Ometria experienced a major incident on March 3, 2023 affecting APIs, lasting 13h 7m. The incident has been resolved; the full update timeline is below.
Affected components
Update timeline
- investigating Mar 03, 2023, 09:10 PM UTC
We are investigating a partial API outage affecting some services.
- investigating Mar 03, 2023, 09:11 PM UTC
We are continuing to investigate this issue.
- identified Mar 03, 2023, 09:52 PM UTC
The issue has been identified and currently investigating next steps to resolve.
- monitoring Mar 03, 2023, 10:13 PM UTC
A fix has been implemented and we are monitoring the results.
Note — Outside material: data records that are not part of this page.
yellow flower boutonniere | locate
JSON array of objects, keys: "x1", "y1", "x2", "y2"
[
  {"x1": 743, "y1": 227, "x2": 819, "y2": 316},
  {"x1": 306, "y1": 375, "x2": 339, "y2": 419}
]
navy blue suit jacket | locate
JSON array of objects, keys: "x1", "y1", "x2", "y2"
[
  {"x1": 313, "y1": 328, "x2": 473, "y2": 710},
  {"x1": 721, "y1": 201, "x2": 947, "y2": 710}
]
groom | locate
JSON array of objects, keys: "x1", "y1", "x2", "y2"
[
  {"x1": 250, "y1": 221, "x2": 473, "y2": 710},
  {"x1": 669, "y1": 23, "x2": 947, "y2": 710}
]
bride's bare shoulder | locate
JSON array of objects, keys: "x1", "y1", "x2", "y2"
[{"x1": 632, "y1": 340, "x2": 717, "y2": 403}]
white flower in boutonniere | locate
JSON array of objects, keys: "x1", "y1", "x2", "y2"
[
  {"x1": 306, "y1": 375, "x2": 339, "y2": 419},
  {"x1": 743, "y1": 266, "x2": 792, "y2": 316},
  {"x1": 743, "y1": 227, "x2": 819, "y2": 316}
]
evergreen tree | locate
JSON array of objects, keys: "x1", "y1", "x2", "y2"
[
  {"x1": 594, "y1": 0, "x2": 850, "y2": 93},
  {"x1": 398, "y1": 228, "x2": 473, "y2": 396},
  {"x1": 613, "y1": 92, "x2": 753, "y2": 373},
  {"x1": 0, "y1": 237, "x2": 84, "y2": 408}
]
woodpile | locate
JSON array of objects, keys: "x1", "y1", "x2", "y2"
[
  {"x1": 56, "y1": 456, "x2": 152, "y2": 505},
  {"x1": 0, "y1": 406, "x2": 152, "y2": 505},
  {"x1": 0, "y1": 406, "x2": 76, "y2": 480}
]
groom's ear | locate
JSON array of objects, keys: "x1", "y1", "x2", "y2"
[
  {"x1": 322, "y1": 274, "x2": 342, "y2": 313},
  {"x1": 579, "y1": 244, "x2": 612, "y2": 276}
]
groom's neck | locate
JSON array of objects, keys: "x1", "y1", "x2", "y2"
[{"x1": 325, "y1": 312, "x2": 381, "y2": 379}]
- resolved Mar 04, 2023, 10:17 AM UTC
This incident has been resolved.
- postmortem Mar 07, 2023, 05:26 PM UTC
On 3rd March 2023 at 17:15 UTC our monitoring systems brought to our attention an issue with our API endpoints \(excluding transactional\) resulting in data loss for requests which were not automatically retried by client side retry mechanisms between 17:15 - 18:12 and 19:14 to 22:02 UTC. We identified a recent deployment that introduced an unexpectedly high load on the API key validation mechanism. A hotfix was deployed to mitigate the issue, with immediate positive results seen by 22:02 UTC on 3rd March 2023. We have implemented process changes to prevent such occurrences in the future. As best practice, we highly recommend that all clients implement an automatic retry mechanism for API requests as it ensures logs are reviewed over time. Should errors exist on Friday 3rd March between 17:15 - 18:12 and 19:14 to 22:02 UTC which were not retried, these will need to be retried manually.